The Thimphu Structure Plan has clearly outlined residential areas where apart from some small shops, not much commercial activity is allowed.
However, the Thimphu Thromde, since 2016, decided to allow a great degree and level of commercial activity in these areas- including buildings hotels and service apartments for tourists, by amending the rules.
The Ministry of Works and Human Settlement says this is not allowed and has taken up the matter with the OAG.
Whatever, the legal outcome, the Thimphu Thromde is wrong to allow the blatant commercialization of residential areas in Thimphu.
This is already having a major impact on land prices, tenants being kicked out by landlords and more congestion.
Thimphu Thromde’s caving into the wishes of a few business people and landlords means that it may not only have broken laws, but it has also let the residents of Thimphu down.
With commercial considerations overtaking the living space and urban planning, we are headed the Jaigaon way of haphazard urban development now.
However, there are questions to be asked of other agencies too.
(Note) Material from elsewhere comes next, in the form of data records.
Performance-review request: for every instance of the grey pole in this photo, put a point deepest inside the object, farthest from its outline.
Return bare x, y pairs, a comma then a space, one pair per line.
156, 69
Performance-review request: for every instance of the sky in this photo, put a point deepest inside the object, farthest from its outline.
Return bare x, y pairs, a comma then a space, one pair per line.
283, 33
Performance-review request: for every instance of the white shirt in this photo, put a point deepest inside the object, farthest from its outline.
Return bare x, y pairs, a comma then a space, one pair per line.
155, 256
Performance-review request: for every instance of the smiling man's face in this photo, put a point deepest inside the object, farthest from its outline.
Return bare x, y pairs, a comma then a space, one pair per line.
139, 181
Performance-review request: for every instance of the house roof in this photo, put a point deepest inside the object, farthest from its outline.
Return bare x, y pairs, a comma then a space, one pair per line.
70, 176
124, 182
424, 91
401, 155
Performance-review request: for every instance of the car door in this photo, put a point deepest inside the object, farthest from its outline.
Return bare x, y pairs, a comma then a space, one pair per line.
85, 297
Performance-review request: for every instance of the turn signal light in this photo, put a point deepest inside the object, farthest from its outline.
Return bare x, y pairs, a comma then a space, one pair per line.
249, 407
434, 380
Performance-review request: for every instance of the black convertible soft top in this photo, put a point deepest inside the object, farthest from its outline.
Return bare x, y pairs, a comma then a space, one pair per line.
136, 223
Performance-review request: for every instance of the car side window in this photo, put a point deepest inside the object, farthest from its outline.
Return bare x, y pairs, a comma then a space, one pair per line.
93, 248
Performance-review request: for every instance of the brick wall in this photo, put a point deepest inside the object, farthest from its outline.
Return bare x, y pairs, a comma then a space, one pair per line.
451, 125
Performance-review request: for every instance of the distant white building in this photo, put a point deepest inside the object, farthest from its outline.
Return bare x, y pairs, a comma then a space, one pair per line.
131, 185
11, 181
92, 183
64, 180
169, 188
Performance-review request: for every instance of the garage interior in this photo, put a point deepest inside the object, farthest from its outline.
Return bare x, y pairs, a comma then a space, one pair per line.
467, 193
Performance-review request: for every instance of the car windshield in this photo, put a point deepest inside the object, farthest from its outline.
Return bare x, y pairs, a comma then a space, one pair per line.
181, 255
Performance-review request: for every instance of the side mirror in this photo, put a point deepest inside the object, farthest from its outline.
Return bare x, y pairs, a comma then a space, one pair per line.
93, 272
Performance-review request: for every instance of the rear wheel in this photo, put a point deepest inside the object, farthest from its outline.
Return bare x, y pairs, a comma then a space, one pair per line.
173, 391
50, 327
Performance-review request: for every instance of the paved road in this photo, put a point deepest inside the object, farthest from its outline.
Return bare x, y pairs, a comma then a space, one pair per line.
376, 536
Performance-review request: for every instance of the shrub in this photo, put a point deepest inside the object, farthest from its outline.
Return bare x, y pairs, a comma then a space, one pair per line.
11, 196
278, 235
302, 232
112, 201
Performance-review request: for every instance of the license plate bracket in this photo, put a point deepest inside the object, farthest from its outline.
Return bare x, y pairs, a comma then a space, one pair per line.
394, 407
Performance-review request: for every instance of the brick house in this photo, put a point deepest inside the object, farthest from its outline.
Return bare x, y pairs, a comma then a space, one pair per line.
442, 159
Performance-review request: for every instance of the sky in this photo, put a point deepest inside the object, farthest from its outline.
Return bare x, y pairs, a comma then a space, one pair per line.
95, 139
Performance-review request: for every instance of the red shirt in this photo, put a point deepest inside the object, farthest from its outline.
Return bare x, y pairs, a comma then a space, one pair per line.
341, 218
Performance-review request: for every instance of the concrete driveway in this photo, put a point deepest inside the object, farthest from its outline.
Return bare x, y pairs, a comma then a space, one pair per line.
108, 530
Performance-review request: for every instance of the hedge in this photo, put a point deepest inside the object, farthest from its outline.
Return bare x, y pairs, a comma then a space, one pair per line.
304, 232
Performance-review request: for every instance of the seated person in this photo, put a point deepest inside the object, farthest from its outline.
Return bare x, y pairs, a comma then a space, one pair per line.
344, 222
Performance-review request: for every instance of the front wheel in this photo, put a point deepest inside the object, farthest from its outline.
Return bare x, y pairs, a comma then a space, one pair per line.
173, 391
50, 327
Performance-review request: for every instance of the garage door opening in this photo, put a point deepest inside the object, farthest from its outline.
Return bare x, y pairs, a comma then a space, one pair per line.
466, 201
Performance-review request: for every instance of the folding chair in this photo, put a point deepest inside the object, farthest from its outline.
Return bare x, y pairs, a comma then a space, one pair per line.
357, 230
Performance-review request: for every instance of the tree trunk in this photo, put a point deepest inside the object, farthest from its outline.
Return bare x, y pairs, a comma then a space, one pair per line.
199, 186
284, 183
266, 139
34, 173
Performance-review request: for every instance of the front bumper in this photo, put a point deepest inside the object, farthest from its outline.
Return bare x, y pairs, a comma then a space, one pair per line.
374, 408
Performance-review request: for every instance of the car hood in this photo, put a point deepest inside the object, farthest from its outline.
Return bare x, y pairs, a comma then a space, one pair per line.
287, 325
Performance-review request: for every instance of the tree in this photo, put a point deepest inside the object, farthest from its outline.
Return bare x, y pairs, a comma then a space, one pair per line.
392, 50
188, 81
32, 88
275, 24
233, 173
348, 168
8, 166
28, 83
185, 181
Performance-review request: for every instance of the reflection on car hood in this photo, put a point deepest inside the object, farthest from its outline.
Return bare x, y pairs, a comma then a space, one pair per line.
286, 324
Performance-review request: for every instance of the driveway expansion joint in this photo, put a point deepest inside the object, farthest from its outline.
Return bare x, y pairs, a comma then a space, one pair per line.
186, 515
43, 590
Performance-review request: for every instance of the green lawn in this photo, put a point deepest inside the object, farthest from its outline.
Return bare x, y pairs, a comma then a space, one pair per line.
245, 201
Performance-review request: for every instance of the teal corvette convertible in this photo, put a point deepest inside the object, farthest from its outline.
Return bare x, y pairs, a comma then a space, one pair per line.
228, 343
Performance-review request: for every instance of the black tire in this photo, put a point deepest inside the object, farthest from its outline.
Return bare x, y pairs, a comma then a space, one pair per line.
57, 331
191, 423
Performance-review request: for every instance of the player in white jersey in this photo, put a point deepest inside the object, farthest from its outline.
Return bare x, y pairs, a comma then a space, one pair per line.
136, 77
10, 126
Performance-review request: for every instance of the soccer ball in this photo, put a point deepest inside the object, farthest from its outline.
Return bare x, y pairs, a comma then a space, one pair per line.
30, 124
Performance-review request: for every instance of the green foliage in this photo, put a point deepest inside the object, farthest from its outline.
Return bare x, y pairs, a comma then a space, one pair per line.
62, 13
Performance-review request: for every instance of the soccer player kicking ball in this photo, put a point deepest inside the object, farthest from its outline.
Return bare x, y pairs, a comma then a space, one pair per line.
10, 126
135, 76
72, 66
The MoWHS as the main agency must be questioned for letting this happen for years and doing nothing to stop it. It is difficult to believe that MoWHS officials working and living in Thimphu did not note the massive changes taking place in Thimphu.
The Ministry of Finance must be questioned for not being able to see the havoc that its Fiscal Incentives is causing. A lot of these hotels came up due to the tax breaks but now there are too many of them.
Similarly, the Tourism Council of Bhutan does not have a data base to advice people not to build more in a saturated market.
Financial institutions must also be held to account for providing massive loans that funded all this construction with the result that many new hotels are finding it difficult to repay bank loans.
Growth for the sake of growth is the ideology of the cancer cell.